In a small way I am trying to help the people I can. As I help them they help me. My self-esteem was diminished by hospitalization. Helping others invigorate their own self-esteem helps mine. Helping mentally disordered people stand up for themselves against government bureaucracies, indifferent clinics, and doctors has become one of my missions. I tell my bi-polar and depressed friends they must insist doctors hear them out when they speak of the negative side effects of medications. Too many of the mentally ill take a passive position in relationship to authority. They assume they must be wrong when they feel bad after taking a medication and the doctor refuses to listen. I tell them this is the wrong approach. I have a good relationship with my doctor, who listens to me; we work as a team on what medications work or don’t work. I tell others they should expect no less.

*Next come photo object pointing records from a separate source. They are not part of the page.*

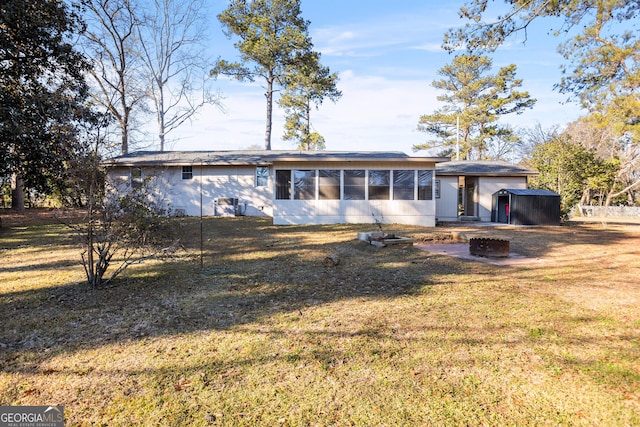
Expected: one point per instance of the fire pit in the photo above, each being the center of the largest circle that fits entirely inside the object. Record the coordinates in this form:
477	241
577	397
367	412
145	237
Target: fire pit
489	248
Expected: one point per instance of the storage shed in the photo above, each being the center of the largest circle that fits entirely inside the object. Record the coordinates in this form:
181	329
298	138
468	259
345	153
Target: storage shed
526	207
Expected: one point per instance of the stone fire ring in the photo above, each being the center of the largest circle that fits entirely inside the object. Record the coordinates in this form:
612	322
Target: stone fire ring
489	248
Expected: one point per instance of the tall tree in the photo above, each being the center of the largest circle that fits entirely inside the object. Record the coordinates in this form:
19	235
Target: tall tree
474	102
306	87
602	53
570	170
171	41
42	91
273	41
621	154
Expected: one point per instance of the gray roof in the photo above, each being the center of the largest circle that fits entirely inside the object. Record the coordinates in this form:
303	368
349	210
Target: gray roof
482	168
257	157
529	192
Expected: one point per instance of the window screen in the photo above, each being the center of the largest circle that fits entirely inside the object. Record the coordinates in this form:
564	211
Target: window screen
187	172
329	184
425	185
354	184
283	184
136	177
379	185
403	184
304	184
262	176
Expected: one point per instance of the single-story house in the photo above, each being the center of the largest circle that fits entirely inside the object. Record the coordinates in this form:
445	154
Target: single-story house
292	187
465	189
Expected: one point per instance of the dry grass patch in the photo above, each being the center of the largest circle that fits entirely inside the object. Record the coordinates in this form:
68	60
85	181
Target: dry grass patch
265	334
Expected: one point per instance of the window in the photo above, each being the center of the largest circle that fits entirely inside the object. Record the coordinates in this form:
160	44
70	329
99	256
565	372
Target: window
425	185
403	184
136	177
304	184
379	188
283	184
354	184
187	172
262	176
329	184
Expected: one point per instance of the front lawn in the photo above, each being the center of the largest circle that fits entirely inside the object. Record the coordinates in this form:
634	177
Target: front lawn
266	334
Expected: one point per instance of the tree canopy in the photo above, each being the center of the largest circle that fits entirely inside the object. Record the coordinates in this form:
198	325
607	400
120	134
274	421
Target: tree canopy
474	102
273	41
42	89
601	47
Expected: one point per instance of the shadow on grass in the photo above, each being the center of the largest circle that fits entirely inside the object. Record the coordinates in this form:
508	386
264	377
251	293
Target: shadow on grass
251	270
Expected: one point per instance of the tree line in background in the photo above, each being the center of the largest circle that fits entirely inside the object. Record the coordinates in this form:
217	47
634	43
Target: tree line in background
596	159
77	79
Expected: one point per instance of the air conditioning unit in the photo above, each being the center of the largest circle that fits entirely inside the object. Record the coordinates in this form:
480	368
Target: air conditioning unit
226	206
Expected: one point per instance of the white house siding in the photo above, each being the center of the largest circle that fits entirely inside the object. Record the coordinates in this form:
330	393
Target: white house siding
489	185
169	188
447	204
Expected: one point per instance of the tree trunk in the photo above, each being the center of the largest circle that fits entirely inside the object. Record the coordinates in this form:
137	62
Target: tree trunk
269	94
17	193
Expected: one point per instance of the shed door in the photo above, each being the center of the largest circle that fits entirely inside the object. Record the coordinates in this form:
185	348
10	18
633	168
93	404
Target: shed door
503	209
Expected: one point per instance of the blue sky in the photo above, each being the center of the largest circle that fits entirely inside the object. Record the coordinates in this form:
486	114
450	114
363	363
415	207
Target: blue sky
386	54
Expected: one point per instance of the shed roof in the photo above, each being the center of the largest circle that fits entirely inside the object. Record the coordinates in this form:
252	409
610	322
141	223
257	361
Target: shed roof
482	168
258	157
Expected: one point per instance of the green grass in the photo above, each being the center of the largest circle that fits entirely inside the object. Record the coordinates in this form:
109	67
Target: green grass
265	334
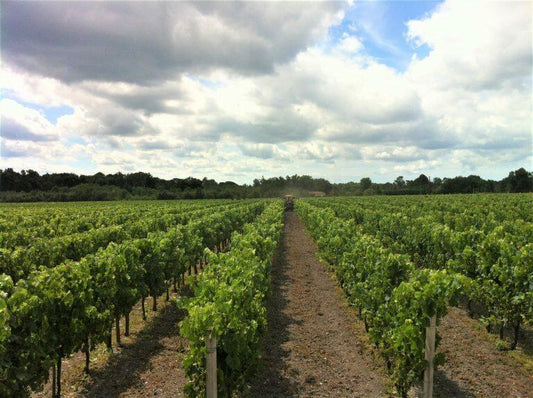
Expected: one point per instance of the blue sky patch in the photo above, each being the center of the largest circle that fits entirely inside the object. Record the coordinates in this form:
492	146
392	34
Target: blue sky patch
51	113
381	27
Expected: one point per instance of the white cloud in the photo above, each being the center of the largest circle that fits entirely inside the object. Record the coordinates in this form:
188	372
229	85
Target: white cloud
332	112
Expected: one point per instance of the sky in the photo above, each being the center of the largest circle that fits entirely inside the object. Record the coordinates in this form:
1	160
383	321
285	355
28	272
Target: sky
239	90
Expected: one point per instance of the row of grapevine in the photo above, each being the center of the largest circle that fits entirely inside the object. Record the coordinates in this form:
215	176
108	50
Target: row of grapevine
25	223
57	311
395	299
498	259
228	303
49	252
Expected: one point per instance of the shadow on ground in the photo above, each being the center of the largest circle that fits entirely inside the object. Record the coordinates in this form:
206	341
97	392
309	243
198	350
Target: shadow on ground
125	367
444	387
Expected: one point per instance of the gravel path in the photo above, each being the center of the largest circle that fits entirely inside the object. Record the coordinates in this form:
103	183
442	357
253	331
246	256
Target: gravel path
314	347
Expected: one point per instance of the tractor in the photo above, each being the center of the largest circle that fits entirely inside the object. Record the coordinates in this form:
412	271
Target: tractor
289	202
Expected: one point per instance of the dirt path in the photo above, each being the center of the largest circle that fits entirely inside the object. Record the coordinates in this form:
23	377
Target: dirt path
313	347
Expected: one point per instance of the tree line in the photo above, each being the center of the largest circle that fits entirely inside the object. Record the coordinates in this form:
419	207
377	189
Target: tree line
29	185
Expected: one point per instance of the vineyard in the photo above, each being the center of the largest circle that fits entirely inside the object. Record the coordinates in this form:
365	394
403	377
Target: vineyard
71	274
403	260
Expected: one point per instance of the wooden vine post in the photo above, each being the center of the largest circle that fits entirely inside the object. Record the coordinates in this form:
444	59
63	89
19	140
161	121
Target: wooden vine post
211	350
430	355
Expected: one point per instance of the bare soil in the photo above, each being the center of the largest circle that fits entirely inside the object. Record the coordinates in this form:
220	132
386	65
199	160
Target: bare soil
148	364
314	347
474	366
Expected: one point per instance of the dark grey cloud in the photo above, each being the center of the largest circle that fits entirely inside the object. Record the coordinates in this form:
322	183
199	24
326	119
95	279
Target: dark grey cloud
149	42
10	129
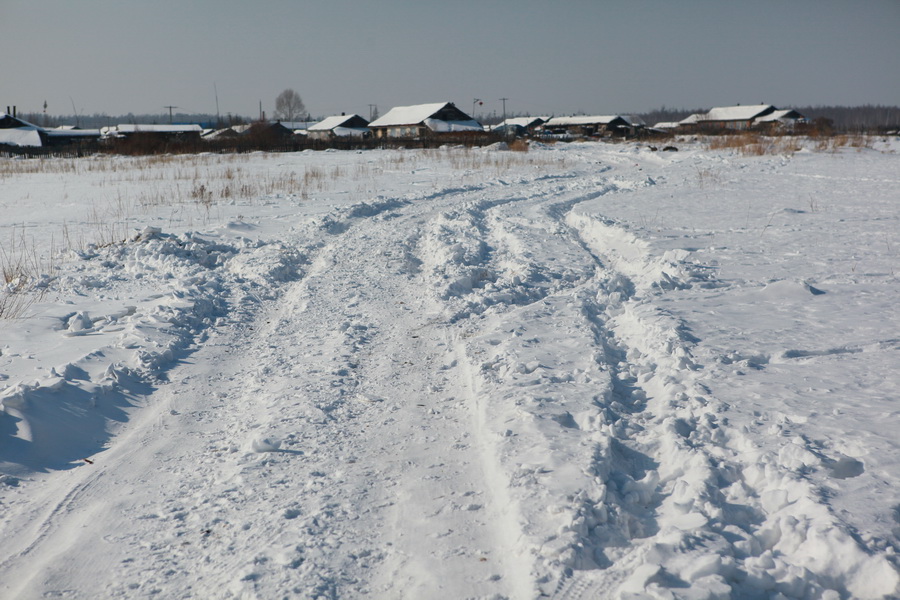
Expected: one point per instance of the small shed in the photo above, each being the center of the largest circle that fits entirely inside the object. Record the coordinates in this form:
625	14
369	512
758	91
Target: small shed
167	132
423	120
340	126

I make myself available to help other people in my family of the mentally disordered. I talk to them on the phone when they are in need, and I assist them in other ways when I can. I go to them when they are in trouble. I try to think of ways that I can be more of God’s messenger to society, that it may see us as less a threat or a problem and more a resource. I recall seeing a demented man ten years ago under a bridge frothing at the mouth dancing a jig, waving his arms in the air, yelling into the sky. I watched as the police surrounded him. They pulled out their nightsticks, surrounded him, and beat him to the ground. I felt sad. This man was obviously mentally ill. He would end up in jail, probably go untreated, and be returned to the streets. I wondered then if I could have done something to help him, but at that point I myself was undiagnosed and knew nothing of my own gift. Now everything has changed for me. I would like to do things to help men and women like him see their specialness so they can use it for their own benefit and pass it on to others. I believe their peers, we the mentally disordered, who have been helped ourselves can show them a loving God.
I believe that the mentally disordered need more advocates who speak for them. I wish to be one of those. In the Bible’s famous parable, the father prepares a feast for the prodigal son, giving him the gift of the fatted calf to consume. The responsible elder son is unhappy that this son, who wandered away into a life of strangeness, has returned and is given a valuable gift. I would compare the mentally disordered to the prodigal son and society to the elder son. We, the mentally disordered, gladly share our gift from God with society. Society should rejoice that we, who were lost, have returned.